Das heutige Bier jedenfalls ist ein "Weißbier nach belgischer Art" (auch Witbier genannt), welches klar vom bayrischen "Weißbier" abzugrenzen ist. Bekannter Vertreter der erstgenannten Gattung ist z.B. das belgische Hoegaarden.

Art und Herkunft: Witbier, Frankreich (Dept. Nord).

Besonderheiten: Mit Zusatz von Koriander.

Aussehen und Aroma: Leicht weißlich-hellgelb mit fester, mittelgroßer Krone. Wenig spannendes im Geruch: nur ganz leicht bananig, viel Getreide in der Nase.
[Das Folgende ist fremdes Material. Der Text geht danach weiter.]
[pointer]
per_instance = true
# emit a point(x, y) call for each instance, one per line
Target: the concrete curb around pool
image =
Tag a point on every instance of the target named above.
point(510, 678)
Recht typisch für diesen Bierstil.

Geschmack: Ein sehr lascher Antritt, wenig Kohlensäure. Wässrig und erdig, mit einem säuerlichen Kribbeln auf der Zungenspitze. Kommt der Koriander noch durch? Ja, ein ganz kleines bisschen. 

Abgang: Sehr kurz und flüchtig.

Fazit/Tipp: Selbst für ein Witbier nach belgischer Art recht kraftlos. Allerdings hat es auch nichts, was einem irgendwie wehtun könnte. Insofern ist es als Mineralwasser-Ersatz durchaus gut zu gebrauchen.

Der nächste planmäßige Beitrag erscheint am 5. Januar 2020. Auch im Namen meiner Kollegen allen Leser*innen ein gutes und erfolgreiches neues Jahr!

Verkostung und Text: Tomas A.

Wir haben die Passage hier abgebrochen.